De acordo com as organizações ambientalistas e pelo Ministério do Meio Ambiente (MMA), o PL 2.159/2021 é considerado como um retrocesso. Os especialistas questionam a possibilidade de autolicenciamento por parte das empresas para obras de pequeno e médio portes, além da isenção de licença para determinadas atividades agropecuárias.

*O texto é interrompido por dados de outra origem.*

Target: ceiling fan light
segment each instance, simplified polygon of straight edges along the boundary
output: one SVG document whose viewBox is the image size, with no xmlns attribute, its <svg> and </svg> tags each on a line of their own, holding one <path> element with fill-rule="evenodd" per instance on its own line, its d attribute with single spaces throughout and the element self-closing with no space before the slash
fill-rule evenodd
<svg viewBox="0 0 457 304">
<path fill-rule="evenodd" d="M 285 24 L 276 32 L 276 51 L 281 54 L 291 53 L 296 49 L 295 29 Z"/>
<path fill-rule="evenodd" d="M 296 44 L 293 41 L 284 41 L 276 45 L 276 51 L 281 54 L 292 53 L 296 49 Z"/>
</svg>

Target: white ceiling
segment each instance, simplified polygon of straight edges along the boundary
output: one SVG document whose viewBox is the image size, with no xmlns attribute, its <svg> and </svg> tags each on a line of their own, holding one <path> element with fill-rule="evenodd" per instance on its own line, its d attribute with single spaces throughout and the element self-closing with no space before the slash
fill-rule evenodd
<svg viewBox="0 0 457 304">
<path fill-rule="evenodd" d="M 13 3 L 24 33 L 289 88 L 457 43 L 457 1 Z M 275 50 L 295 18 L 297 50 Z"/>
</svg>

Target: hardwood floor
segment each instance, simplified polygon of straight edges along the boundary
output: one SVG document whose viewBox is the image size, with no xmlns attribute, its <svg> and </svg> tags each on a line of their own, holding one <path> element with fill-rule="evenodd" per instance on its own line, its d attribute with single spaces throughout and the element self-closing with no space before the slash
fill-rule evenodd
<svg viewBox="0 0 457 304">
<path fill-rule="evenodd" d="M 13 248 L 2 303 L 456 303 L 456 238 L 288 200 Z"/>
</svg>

Manifestaram-se contra o texto apenas os senadores do PT e a senadora Eliziane Gama (PDS-MA). Segundo a senadora, a lei é inconstitucional por liberar autolicenciamentos para obras de médio porte. Eliziane lembrou que o Supremo Tribunal Federal (STF) já derrubou leis estaduais com esse teor.

Brumadinho era de médio porte. Nós temos vários outros empreendimentos, não apenas em Minas Gerais, mas em outros estados, que são de médio porte. Se não considerarmos todo o processo de licenciamento ambiental como tem que ser, nós poderemos, em função do lucro e da competitividade, infelizmente, ceifar novas vidas”, completou a parlamentar.

Enquanto isso, os defensores do PL argumentam que as regras atuais são contraditórias e burocráticas, fato que consequentemente paralisa obras e empreendimentos em todo o país, prejudicando o desenvolvimento econômico. O relator do PL na comissão, senador Confúcio Moura (MDB), disse que fez os ajustes possíveis para reduzir as divergências. Confúcio informou que o projeto, que tinha 80 pontos de discordâncias entre os senadores, ficou com apenas seis divergências ao final.

“Não ficou nem tanto ao mar, nem tanto à terra. Ficou o que foi possível. Sobre Brumadinho ser médio porte. Nós temos agora as condicionantes que o Poder ambiental vai usar para decidir o porte de cada empreendimento, como localização e natureza do empreendimento. Isso fica a cargo do órgão licenciador”, justificou.

Organizações ambientais sustentam que o projeto representa o maior retrocesso em matéria de legislação ambiental dos últimos 40 anos, desde a Constituição de 1988. O texto agora segue para votação no plenário do Senado nesta quarta-feira (21). Se aprovado, retornará à Câmara dos Deputados para análise das alterações feitas pelos senadores.